A la primera persona que mató era una mujer de 18 años que distribuía droga en centros nocturnos de la frontera. “No me fue difícil eliminarla cuando me dijeron que iban a pagarme”, confesó años después. La hizo su novia, y cuando ella le tuvo confianza, actuó. “Me la llevé a un paraje solitario y la bajé del carro; la agarré a golpes hasta que la dejé tirada en el piso y luego le pasé el carro por encima”. Fueron sus comienzos como asesino a sueldo, según dijo durante una sesión sicoterapéutica. Tenía 24 años, una figura delgada y alta, el rostro con ojeras pronunciadas y ojos como agua verdosa.
El tipo habla de asesinatos sin perturbarse, de secuestros y golpizas que propinaba a distribuidores de drogas al menudeo, y de su retiro prematuro por un tumor cerebral que lo dejó medio ciego. “Fui tratado médicamente debido a los problemas de estrés terrible que sufría del recuerdo de años anteriores, pero dejé de ir al tratamiento cuando sentí que ya estaba liberado de culpa, porque todo lo que hice lo hice drogado, como no siendo yo”.
En 2007, fueron asesinadas unas 2 mil 500 personas por alguna relación con actividades de narcotráfico, según la Procuraduría General de la República. La cifra se elevó a más del doble durante 2008, cuando la misma autoridad atribuyó 5 mil 620 víctimas fatales a la confrontación entre organizaciones criminales —de 10 mil 500 homicidios dolosos calculados por el Sistema Nacional de Seguridad Pública.
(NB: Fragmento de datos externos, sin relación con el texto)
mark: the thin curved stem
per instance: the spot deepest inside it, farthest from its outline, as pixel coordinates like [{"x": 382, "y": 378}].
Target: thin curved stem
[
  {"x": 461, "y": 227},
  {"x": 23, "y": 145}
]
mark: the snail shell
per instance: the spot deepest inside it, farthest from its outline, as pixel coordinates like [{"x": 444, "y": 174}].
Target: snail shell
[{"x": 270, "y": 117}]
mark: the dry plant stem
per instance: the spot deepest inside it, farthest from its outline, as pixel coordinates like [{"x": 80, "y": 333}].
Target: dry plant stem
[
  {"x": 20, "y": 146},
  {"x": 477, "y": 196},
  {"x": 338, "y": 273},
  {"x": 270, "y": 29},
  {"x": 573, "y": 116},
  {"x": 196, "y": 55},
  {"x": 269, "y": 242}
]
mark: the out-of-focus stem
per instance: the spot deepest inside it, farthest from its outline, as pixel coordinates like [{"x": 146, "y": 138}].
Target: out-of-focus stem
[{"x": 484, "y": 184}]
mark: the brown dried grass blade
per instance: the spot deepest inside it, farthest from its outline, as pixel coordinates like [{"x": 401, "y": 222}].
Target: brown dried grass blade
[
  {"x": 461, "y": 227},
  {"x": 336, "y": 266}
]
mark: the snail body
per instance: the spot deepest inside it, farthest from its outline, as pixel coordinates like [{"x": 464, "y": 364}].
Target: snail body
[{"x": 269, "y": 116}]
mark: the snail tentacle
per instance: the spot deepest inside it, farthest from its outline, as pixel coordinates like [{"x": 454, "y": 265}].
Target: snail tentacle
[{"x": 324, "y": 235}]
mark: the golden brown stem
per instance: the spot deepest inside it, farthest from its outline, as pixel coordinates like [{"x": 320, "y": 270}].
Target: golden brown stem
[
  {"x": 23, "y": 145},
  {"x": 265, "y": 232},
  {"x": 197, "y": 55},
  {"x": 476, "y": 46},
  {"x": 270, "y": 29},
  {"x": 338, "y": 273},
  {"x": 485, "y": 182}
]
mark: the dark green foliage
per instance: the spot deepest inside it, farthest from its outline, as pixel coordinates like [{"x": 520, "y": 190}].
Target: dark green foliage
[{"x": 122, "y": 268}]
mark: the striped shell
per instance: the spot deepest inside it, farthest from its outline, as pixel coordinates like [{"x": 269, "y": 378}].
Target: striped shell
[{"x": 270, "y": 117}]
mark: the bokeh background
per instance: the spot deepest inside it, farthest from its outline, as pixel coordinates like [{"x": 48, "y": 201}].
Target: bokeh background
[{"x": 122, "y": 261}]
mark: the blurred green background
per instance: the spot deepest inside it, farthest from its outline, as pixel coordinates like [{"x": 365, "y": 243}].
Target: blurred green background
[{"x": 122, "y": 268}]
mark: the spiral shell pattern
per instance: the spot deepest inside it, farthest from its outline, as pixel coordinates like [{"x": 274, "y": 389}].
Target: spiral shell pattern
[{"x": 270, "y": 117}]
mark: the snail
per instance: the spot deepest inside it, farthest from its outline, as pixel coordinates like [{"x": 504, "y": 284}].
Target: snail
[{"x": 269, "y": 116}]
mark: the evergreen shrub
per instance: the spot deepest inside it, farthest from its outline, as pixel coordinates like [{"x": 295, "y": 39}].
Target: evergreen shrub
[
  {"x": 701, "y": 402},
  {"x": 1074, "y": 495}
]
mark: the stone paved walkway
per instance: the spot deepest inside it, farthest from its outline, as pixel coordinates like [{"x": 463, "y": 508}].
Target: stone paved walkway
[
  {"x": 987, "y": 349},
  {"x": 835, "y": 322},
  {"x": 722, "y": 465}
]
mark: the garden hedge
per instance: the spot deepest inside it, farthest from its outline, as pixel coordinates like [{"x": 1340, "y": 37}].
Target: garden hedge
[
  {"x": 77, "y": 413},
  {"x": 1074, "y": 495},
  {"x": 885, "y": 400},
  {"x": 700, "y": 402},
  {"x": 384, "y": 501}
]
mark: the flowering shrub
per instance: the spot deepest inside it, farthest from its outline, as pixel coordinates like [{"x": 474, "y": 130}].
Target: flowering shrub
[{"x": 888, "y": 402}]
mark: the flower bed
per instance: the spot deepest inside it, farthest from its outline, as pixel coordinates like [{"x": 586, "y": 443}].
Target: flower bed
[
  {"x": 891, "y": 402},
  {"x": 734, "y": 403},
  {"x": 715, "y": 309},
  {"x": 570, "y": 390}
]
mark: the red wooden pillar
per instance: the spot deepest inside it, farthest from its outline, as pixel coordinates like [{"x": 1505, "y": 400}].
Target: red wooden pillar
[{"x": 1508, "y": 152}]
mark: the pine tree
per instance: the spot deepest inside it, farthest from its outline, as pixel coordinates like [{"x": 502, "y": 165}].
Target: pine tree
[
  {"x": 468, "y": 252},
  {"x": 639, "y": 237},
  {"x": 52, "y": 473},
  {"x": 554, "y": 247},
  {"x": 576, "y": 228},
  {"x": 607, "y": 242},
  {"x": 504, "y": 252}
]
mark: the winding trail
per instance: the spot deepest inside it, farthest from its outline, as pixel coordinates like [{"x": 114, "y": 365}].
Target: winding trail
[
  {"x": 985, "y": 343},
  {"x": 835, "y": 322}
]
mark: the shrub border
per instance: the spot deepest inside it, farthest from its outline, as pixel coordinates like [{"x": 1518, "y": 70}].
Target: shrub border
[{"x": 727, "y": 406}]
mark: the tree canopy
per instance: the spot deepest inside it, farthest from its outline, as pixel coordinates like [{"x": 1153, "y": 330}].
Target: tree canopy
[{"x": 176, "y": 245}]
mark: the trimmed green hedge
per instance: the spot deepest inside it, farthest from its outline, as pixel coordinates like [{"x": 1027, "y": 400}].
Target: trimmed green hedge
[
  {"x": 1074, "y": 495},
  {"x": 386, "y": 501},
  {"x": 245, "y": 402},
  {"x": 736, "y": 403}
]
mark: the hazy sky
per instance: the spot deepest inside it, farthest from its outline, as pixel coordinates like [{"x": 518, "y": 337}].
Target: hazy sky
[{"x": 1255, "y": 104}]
Muchos ejecutores son sujetos como el que dio muerte a la distribuidora de drogas, emergidos de una clase media urbana, o pervertidos por un entorno violento y miserable, determinados a infligir daño, que bien pueden ser diagnosticados como adictos a la violencia, sostiene el doctor Sergio Rueda, director del Programa Integral de Adicciones del Instituto de Medicina y Tecnología Avanzada de la Conducta.
Pero también suelen ser homicidas con un perfil profesional y sombrío que recurren a tácticas militares para despojar a sus víctimas de identidad, alejándolas así de un eventual acto de justicia del Estado, advierte Javier Enríquez Sam, coordinador general del Colectivo Contra la Tortura y la Impunidad.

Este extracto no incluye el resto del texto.